Rising energy prices force strategic review at Accrol

Accrol's site in Blackburn

AIM-listed Accrol, the Blackburn-based tissue and toilet roll maker, is to conduct a strategic review into the company’s business.

It follows cost pressures, particularly energy-related, although Accrol said it has “more than sufficient liquidity to meet its existing and future needs”.

In a trading update for the current fiscal year to April 30, 2022, the company said since its last update on October 20, 2021, it has experienced further inflationary pressure on its input costs, including pulp prices, supply chain costs and, most significantly, energy costs.

In light of these cost increases, the group has implemented further cost efficiencies and has engaged with all its customers successfully securing substantial price increases, over and above those secured in mid-2021 and, as a result, the board was confident of meeting its revised expectations for the 2022 financial year.

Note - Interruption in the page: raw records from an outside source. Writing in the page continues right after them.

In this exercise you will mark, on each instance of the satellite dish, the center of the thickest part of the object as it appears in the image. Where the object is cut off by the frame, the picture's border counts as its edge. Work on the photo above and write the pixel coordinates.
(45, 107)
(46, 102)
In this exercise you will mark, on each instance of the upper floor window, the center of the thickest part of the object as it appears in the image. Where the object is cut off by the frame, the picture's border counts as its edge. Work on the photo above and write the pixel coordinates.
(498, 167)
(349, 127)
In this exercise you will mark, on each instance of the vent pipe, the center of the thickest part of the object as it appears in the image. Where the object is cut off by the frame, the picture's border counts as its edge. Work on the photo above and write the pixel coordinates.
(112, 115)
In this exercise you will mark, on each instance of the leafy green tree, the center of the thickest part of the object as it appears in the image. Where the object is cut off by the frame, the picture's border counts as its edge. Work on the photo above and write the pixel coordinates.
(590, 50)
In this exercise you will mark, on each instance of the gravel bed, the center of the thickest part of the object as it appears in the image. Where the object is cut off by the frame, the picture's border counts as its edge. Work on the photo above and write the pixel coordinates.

However, it said unavoidable surcharges to parent reel prices, relating to exceptional energy price increases, have very recently been levied on the company, which will significantly impact margins.

Accrol said its management team has experience of successfully managing inflationary pressures and the board is confident that this is a timing issue and that further cost increases, including these recent surcharges, will continue to be passed on successfully to Accrol’s customers.

Today’s statement said: “The underlying business is in good shape and the board remains confident in the medium term prospects for the group.”

Despite continued supply chain disruption, particularly at ports, around the world and specifically in the UK, the business continues to manage customer supply well, having secured and maintained additional stocks in paper and finished goods.

The statement forecasts that the company is expected to increase revenues in the 2022 financial year by 17% to approximately £160m, compared with £136.6m the previous year.

But EBITDA is expected to be around £9m, which is a fall from £15.6m in 2021, although margin recovery is anticipated in fiscal year 2023.

Accrol said: “The group continues to operate well within its existing banking covenants and has more than sufficient liquidity to meet its existing and future needs.”

It added: “In light of the above and the short term, but inherent volatility of earnings experienced in the current year, the board has concluded that it is now appropriate for Accrol to conduct a full strategic review of its business.

“Such review will be designed to capitalise on the evident strength of the business’s market position, its balance sheet, and its solvency, underpinned by significant banking support, to ensure that the shareholder value is optimised.”

The company will issue a further update with its first half results, which will be announced on January 18.